Будь это любая другая книга, после такой фразы я бы тут же ее и захлопнул. “Героическое фэнтези” не в моем вкусе. Но кто я такой, чтобы швыряться Гоголем? Я стал читать дальше и не пожалел. Чуть ниже, в третьей главе, есть слова, которые напоминают мне Пекельного из “Обещания” – во всяком случае, такого, каким он представля- ется мне:
Козаку… весело, проснувшись середи ночи, взглянуть на высокое, засеянное звездами небо и вздрогнуть от ночного холода, принесшего свежесть козацким косточкам. Потягиваясь и бормоча сквозь сон, закуривает он люльку и закутывается крепче в теплый кожух.
Ну вылитый Пекельный.
46
Прошло месяца полтора, а ответа на свой запрос я так и не получил. Не сработало. Или в литовских архивах не нашлось никого “из часовых забвения, которым поручено хранить постыдную тайну и препятствовать тем, кто хочет отыскать хоть какой-нибудь след чьего-либо существования”
[22]?
Но хорошо еще, что сами-то архивы уцелели. Когда-то немцы постарались уничтожить все и сделали бы это, если бы им не помешали куда большие старания “бумажной бригады” – так называли кучку евреев из Виленского гетто, которым приказали разбирать тысячи награбленных книг и документов и сортировать по одному-единственному, доказывающему здравый смысл нацистов, признаку: те, что в красивом переплете, поедут в Берлин или Франкфурт, все остальные – в печку.
Тысячи документов были укрыты от грабителей, схоронены по чердакам и подвалам, снова собраны после войны и снова запрятаны, поскольку московский усач решил довести до конца то, что начал берлинский коллега.

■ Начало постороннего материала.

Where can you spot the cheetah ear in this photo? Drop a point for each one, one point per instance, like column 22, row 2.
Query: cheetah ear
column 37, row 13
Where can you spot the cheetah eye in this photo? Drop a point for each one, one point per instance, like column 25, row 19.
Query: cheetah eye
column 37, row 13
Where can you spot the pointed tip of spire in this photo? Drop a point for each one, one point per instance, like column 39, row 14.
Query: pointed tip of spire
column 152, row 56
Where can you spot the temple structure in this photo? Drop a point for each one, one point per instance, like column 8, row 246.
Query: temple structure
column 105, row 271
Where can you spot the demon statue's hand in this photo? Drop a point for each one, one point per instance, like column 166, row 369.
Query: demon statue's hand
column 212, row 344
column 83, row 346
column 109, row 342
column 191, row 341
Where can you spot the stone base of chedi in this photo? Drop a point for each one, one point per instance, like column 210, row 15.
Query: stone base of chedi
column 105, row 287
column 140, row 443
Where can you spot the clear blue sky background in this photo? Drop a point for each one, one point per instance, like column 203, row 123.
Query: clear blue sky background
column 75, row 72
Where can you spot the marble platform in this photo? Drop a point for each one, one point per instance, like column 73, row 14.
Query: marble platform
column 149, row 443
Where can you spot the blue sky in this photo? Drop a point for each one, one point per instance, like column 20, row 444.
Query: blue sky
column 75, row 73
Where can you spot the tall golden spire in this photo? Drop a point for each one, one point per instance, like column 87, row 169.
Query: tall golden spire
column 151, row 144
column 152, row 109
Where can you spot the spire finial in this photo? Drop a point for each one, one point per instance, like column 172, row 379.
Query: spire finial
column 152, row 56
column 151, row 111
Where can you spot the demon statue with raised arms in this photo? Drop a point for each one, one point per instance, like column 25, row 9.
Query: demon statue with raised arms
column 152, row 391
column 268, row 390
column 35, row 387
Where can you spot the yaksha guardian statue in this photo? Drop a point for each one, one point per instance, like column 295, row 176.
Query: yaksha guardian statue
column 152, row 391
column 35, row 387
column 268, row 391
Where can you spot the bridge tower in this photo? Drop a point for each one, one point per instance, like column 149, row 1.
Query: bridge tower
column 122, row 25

На этот раз спасителем стал Антанас Ульпис, библиотекарь, а полвека спустя благодаря ему архив наконец-то извлекли на свет, разобрали, расставили по полкам и забыли про него, пока однажды в результате поисков, предпринятых по инициативе Ромаса Раманаускаса, председателя Вильнюсского клуба любителей Ромена Гари, не отыскались картонные папки: в одной из них лежали бумаги, касающиеся некоего Романа Кацева, в четырех других – его матери Кацевой Мины, еще в шести – его отца Кацева Лейбы, а в двух последних – списки жильцов дома номер 16 по улице Велька Похулянка (то же, что Большая Погулянка, но по-польски).
47
Тогда я послал электронное письмо Эльжбете Шимелевичене, работнице вильнюсского архива. Попросил ее заглянуть в эти самые списки за 1921–1925 гг. и посмотреть, упоминается ли там некий господин Пекельный? Она отозвалась, сказала, что передаст мой запрос Далюсу Жижису, директору Государственного архива. И уже неделю спустя я получил приложением к электронному письму следующий документ.

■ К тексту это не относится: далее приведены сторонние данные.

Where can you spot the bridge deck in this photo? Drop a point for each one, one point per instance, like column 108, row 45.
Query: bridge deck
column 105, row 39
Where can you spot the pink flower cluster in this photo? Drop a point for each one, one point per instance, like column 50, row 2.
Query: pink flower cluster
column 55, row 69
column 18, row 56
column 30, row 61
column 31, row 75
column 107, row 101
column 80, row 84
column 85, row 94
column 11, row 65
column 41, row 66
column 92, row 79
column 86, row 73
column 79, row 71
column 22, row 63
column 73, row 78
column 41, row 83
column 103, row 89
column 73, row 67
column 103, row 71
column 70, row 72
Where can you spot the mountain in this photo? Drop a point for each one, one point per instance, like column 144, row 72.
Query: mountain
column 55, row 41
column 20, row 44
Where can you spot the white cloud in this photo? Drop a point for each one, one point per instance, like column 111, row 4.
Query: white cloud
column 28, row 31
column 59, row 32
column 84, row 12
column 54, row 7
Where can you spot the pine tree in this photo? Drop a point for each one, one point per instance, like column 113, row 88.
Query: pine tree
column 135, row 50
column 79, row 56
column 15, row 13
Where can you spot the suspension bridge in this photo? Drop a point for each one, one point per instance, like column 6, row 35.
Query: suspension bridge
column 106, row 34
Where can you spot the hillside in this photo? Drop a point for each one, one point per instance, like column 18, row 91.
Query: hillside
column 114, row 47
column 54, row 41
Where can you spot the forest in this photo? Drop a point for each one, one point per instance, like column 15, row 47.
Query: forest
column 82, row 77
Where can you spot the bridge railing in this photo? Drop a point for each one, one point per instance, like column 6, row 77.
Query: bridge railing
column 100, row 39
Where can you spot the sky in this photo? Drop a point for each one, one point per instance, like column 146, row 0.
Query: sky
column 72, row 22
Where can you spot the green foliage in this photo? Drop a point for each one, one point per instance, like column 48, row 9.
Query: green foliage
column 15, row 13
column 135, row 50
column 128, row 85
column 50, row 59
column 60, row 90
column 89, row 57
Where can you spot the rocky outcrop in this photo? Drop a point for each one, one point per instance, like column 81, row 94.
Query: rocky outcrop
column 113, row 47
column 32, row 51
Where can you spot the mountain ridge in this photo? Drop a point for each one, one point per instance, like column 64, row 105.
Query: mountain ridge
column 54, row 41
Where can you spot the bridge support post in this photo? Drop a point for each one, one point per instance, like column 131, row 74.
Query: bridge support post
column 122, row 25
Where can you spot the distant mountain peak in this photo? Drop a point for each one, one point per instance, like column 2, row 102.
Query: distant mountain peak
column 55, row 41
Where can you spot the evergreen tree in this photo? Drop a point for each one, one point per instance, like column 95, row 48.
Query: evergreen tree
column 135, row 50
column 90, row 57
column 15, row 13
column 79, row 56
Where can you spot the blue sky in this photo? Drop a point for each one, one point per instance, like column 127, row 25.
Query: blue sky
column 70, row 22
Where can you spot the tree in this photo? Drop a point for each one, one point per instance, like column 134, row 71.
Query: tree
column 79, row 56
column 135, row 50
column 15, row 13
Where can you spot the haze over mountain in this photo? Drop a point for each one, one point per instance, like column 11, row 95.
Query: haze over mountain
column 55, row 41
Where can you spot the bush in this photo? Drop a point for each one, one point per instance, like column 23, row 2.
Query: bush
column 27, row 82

(По поводу г-на Пекельного: сообщаем Вам, что в архиве не найдено никакого упоминания о г-не Пекельном, проживавшем в Вильнюсе (Вильно) по ул. Большая Погулянка, д. 16, где в 1921–1925 гг. жил Ромен Гари (Роман Кацев) со своей матерью Миной Кацевой.)
48
В Венеции, в зале Большого Совета Palazzo Ducale, висят портреты семидесяти шести дожей – всех, кроме Марино Фальеро, – его лицо с седой бородой и крупным носом заменено черным свитком, после того как он был осужден за измену и казнен здесь же, во дворе, а также приговорен к damnatio memoriae (проклятие памяти), посмертному приговору к забвению; такое наказание применялось в Древнем Риме и состояло в том, чтобы любыми средствами уничтожить задним числом все следы существования преступника.

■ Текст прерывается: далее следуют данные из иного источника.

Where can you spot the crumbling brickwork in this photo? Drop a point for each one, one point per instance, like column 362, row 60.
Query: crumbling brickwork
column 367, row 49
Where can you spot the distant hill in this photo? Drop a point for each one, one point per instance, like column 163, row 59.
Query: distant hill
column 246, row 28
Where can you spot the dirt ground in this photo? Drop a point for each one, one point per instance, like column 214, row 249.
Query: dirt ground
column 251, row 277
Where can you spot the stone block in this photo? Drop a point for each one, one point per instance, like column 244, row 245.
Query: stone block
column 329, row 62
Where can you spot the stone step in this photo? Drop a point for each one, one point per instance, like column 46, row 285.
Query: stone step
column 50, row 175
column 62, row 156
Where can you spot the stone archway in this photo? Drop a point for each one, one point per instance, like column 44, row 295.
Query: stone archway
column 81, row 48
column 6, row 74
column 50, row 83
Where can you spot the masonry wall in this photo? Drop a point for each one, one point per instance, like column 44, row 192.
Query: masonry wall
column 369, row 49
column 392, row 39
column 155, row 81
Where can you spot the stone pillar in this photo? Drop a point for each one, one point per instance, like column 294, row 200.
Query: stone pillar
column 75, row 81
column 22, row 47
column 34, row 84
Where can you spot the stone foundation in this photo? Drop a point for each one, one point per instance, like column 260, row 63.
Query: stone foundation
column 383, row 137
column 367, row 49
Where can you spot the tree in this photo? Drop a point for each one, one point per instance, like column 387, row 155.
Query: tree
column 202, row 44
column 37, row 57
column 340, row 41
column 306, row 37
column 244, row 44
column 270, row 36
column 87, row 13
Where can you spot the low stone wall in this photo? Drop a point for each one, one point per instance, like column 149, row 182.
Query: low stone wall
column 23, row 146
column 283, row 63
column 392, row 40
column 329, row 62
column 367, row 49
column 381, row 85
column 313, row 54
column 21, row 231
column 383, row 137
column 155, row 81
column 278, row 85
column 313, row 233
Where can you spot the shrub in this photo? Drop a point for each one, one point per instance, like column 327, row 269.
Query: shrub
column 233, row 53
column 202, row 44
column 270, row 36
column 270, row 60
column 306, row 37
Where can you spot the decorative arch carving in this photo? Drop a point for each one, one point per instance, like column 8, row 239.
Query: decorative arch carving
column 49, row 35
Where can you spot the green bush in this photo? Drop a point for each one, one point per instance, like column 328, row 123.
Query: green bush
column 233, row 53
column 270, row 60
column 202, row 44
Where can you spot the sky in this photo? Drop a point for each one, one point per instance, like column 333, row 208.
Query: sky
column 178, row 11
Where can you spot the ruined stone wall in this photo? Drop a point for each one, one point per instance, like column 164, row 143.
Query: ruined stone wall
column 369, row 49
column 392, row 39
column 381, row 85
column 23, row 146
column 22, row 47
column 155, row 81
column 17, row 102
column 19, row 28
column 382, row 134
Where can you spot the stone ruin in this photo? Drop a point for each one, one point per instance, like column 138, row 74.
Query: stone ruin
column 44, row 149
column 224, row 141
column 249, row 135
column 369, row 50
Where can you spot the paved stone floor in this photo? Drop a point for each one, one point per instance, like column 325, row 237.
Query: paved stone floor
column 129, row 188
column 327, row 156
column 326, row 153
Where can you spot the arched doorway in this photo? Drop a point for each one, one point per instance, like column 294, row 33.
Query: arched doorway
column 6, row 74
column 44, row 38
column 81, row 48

Я уж подумал, не приговорен ли и Пекельный, хоть он, судя по всему, не был ни дожем, ни императором, к такому же damnatio memoriae. Архивы уцелели – ради этого люди рисковали своей жизнью, – но его имя пропало, вернее, осталось только на страницах книги Гари, как будто с любых других страниц его целенаправленно стирала беспощадная резинка.